っていうか、いつ俺の名前を知ったんだよ。
俺、名乗ってないけど。
「す、少し休憩しようか。」
「……………すみません…」
気まずい雰囲気の中、スタジオの隅っこの方に移動し、座り込んだ。
「……はぁ……」
俺…なにやってるんだろう。
この間まで、ただの受験生で…
彼女がいたわけでもないし、勉強も大変だったけど、親しい友人がいて、わがままだけど優しい妹もいて…
充実した毎日を送っていたのに、壊されてしまった。
「おい。
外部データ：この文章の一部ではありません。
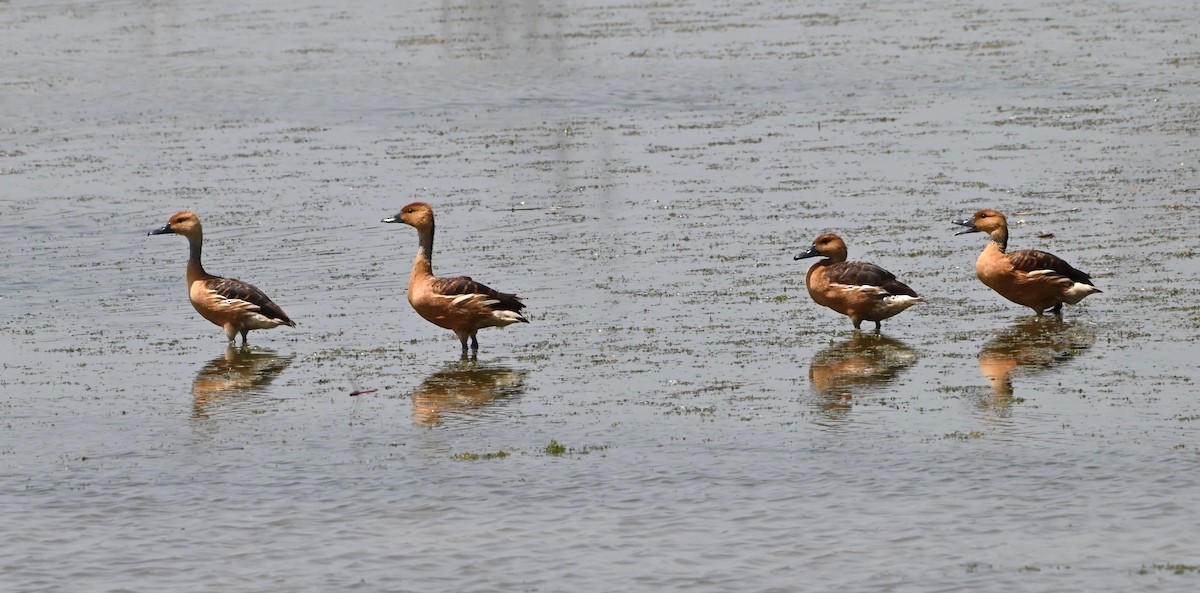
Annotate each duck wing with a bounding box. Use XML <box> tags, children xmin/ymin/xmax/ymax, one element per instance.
<box><xmin>204</xmin><ymin>277</ymin><xmax>296</xmax><ymax>328</ymax></box>
<box><xmin>431</xmin><ymin>276</ymin><xmax>524</xmax><ymax>313</ymax></box>
<box><xmin>826</xmin><ymin>262</ymin><xmax>917</xmax><ymax>297</ymax></box>
<box><xmin>1008</xmin><ymin>250</ymin><xmax>1096</xmax><ymax>286</ymax></box>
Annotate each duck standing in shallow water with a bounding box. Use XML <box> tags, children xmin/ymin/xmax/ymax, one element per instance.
<box><xmin>794</xmin><ymin>233</ymin><xmax>922</xmax><ymax>331</ymax></box>
<box><xmin>952</xmin><ymin>210</ymin><xmax>1100</xmax><ymax>316</ymax></box>
<box><xmin>146</xmin><ymin>210</ymin><xmax>296</xmax><ymax>345</ymax></box>
<box><xmin>383</xmin><ymin>202</ymin><xmax>529</xmax><ymax>353</ymax></box>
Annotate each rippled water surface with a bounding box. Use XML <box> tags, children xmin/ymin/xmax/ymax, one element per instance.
<box><xmin>0</xmin><ymin>0</ymin><xmax>1200</xmax><ymax>592</ymax></box>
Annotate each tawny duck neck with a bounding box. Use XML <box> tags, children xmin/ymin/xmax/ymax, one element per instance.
<box><xmin>412</xmin><ymin>224</ymin><xmax>433</xmax><ymax>278</ymax></box>
<box><xmin>187</xmin><ymin>235</ymin><xmax>209</xmax><ymax>283</ymax></box>
<box><xmin>989</xmin><ymin>227</ymin><xmax>1008</xmax><ymax>253</ymax></box>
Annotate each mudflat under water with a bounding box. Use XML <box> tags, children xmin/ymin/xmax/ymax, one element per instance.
<box><xmin>0</xmin><ymin>0</ymin><xmax>1200</xmax><ymax>592</ymax></box>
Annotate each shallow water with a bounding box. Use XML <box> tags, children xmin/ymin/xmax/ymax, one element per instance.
<box><xmin>0</xmin><ymin>0</ymin><xmax>1200</xmax><ymax>592</ymax></box>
」
「………」
すべて、こいつに。
「…おい。」
「っ……なんだよ。」
ほっといてくれよ。 今は、お前の顔なんて見たくない。
「さっさと撮影に戻れ。 周りに迷惑かけるな。」
「……ッ…」
好きでこんなことしてるんじゃない。
元はと言えば、お前のせいだろ。
「はぁ……なにをそんなに怒ってるんだよ。」
は…?
そんなこともわかんないのかよ。
「…おい!!」
「っ……触んなよ!!」
誰のせいでこんなことになったと思ってるんだよ。
「俺に近づくな!!」
「お前っ…!!」
「へ~…随分と嫌われてるんだな。」
「「!!!」」
この声…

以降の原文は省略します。